An example? Had Nintendo spent more time allowing beta testers to play with the Wii U before it launched, the company probably would have known that the Wii U would be less than impressive to consumers. In fact, it sold only 400,000 units on launch day up against its previous system’s (the original Wii) 600,000 units sold at launch.
But ultimately, Nintendo seemed to learn its lesson. After it launched its wildly successful next gaming system (the Nintendo Switch), Bill Trinen, Nintendo of America's senior product marketing manager, spoke about the experience withBusiness Insider. Said Trinen:"With Switch being something that you can take with you, it made it really important that you could play it instantly… That to me is an example of a direct lesson from the Wii U era, where Nintendo said, 'That's something we're gonna zero in on and make a dramatic improvement on.'"
In short, Nintendo learned what its market wanted. And its engineers altered their next product launch to be a success. Learn from their experience and do a soft-launch of your own product or service to test and iterate before you fully bring your product to market.
Being honest with yourself about how you think launch day is going to turn out is absolutely critical to your product’s success. Most of the time, you know intuitively what your market buyers are going to think of your product, how they’re going to receive it, and what they’re going to say.
How is this intuitive? It's because your market will have the same concerns you have about your product in the back of your mind -- that itching lack of clarity, that muddy user experience or thatcheap look and feel.
The lesson here: Do not ignore your gut instinct. I love the way that Irene Barrera, founder of Stay Fit With Irene, put it in an email to me: “If you know in your gut that your product or service won’t resonate with your audience, if you hate or even dislike the experience it will give your target market, then why would you launch it?
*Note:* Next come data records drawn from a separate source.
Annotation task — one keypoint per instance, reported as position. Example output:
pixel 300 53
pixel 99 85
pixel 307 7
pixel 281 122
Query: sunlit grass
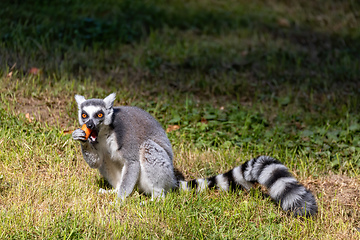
pixel 230 80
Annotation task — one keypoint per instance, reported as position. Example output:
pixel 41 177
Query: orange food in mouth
pixel 86 130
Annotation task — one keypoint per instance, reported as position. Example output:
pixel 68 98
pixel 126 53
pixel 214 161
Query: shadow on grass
pixel 34 30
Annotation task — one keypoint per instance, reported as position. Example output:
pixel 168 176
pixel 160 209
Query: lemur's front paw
pixel 79 135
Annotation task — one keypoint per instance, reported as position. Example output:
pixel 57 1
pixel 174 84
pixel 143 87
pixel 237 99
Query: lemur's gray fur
pixel 130 148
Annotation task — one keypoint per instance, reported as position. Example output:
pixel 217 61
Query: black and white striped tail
pixel 283 188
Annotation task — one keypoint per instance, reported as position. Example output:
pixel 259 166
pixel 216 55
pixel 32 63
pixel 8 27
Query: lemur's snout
pixel 90 124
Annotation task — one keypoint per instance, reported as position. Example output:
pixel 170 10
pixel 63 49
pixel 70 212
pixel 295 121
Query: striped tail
pixel 283 188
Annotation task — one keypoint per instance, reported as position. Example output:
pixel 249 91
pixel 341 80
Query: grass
pixel 236 79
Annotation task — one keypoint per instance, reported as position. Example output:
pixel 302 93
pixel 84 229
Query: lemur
pixel 130 148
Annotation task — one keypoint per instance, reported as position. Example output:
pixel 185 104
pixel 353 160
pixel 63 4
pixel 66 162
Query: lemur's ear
pixel 109 100
pixel 79 99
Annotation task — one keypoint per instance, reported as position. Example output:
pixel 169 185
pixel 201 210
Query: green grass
pixel 240 79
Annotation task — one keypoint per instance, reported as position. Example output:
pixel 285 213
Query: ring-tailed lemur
pixel 130 148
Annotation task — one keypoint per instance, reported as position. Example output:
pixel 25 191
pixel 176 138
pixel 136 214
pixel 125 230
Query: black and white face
pixel 95 113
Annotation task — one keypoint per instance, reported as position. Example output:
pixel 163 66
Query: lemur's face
pixel 95 113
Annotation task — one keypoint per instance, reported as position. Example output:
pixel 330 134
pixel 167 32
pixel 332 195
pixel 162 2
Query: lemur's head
pixel 95 113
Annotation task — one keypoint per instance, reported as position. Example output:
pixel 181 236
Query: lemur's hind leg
pixel 157 175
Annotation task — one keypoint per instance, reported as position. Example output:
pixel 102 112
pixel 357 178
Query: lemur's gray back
pixel 133 126
pixel 130 148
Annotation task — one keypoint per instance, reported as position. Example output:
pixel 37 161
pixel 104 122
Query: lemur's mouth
pixel 93 136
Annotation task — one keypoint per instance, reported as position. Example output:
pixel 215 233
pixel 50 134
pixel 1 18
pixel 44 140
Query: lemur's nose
pixel 90 124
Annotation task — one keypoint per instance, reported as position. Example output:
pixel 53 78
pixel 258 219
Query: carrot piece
pixel 86 130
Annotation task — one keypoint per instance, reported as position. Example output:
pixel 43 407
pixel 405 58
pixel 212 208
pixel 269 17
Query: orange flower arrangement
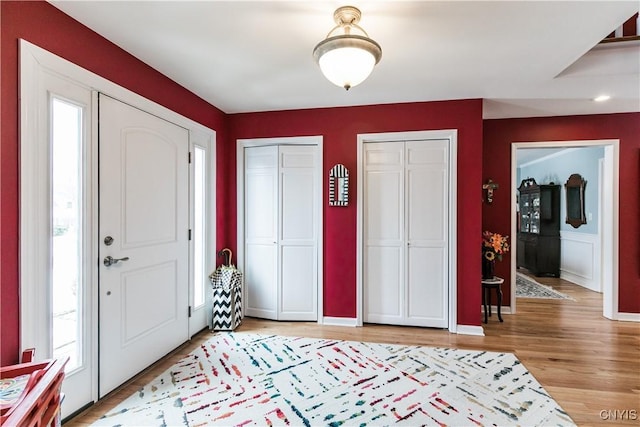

It’s far better to take additional time to launch a product that you’re proud and excited about to announce to your audience.”
So, a launch might seem complicated, but it really isn’t. Launches go sour for two simple reasons (usually): Either the market doesn’t have a need for the product at all, or you need to get the messaging for that product dialed in.
Of course, knowing whether your product will succeed before you launch is easier said than done. But treat the above four signs as indicators that you should rethink your product before bringing it to market, and, in the end, you’ll have a successful launch day. Even if it does take you a bit longer to get there, the effort will still be worth it.